More from the Cowardly Oz

On the occasion of the tenth anniversary of the Oslo Accords, Amos Oz writes a column in Newsday demanding that Prime Minister Sharon deal with Yasser Arafat, and criticizing Sharon for failing to completely freeze construction in Judea and Samaria. According to Oz, "Arafat may be a nasty man with a record of violence and double crossing... but we Israelis cannot select Mother Theresa to become the leader of the Palestinians. We have to deal with Arafat not because he is nice and sweet, not because he is our friend, but precisely because he is the leader of our enemies."

That's not what Oz said ten years ago. In a September 1993 column in The Jerusalem Post, Oz wrote that "if they take whatever we give them and demand even more, still exercising violence and terror... Israel will be in a position to close in on Palestine and undo the deal.

"Once peace comes, Israeli doves, more than other Israelis, must assume a clear-cut "hawkish" attitude concerning the duty of the future Palestinian regime to live by the letter and the spirit of its obligations. The plan now being negotiated, Gaza and Jericho first, is a sober and reasonable option. If the Palestinians want to hold onto Gaza and Jericho, eventually assuming power in other parts of the occupied territories, they will have to prove to us, to themselves and to the whole world, that they have abandoned violence and terror, that they are capable of suppressing their fanatics, that they are renouncing the destructive Palestinian Charter and withdrawing from what they used to call 'the right of return.' They will also have to show that they are willing to tolerate in their midst a minority of Israelis who may choose to live where there is no Israeli government."

Instead of honorably standing by his 1993 column, Oz continues to undermine Israel and its elected government.

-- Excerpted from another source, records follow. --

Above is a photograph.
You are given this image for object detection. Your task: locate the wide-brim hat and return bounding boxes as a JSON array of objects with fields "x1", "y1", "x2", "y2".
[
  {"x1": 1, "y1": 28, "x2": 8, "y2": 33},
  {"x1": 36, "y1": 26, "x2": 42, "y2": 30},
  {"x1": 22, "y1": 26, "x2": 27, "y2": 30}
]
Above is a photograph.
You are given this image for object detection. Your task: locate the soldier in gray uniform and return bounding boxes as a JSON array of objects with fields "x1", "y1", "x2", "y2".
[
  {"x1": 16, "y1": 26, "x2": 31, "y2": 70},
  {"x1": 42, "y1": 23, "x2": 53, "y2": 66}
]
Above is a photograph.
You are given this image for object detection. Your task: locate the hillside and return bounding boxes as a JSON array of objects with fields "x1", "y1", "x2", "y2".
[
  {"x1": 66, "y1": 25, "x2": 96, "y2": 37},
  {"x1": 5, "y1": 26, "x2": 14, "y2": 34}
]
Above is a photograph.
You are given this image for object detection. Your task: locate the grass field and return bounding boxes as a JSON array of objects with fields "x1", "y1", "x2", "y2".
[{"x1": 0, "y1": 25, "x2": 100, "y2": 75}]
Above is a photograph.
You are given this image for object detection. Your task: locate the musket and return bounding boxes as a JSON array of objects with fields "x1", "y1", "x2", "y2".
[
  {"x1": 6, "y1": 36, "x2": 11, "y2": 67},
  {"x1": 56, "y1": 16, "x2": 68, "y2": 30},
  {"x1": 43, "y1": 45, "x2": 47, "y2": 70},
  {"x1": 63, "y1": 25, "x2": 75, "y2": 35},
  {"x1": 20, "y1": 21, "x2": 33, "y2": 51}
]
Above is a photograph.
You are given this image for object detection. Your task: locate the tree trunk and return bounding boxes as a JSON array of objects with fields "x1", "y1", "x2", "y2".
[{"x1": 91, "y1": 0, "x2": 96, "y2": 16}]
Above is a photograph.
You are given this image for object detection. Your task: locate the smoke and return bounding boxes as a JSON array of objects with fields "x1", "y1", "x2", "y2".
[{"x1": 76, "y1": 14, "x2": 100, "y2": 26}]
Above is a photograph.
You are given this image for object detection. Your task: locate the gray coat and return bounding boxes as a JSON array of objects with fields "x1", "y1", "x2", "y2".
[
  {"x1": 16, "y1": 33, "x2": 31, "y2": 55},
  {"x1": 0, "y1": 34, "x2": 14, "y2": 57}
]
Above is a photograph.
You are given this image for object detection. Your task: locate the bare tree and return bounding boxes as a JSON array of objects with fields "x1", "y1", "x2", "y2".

UPDATE: Readers have commented that Oz has "a right to change his mind" and cannot be held to something that he wrote 10 years ago. However, this is not a question of Oz changing his mind after 10 years, it's about his taking responsibility - as he promised - to "take a hawkish attitude" on the Palestinian duty to abandon violence, and his having completely ignored that responsibility throughout the last ten years.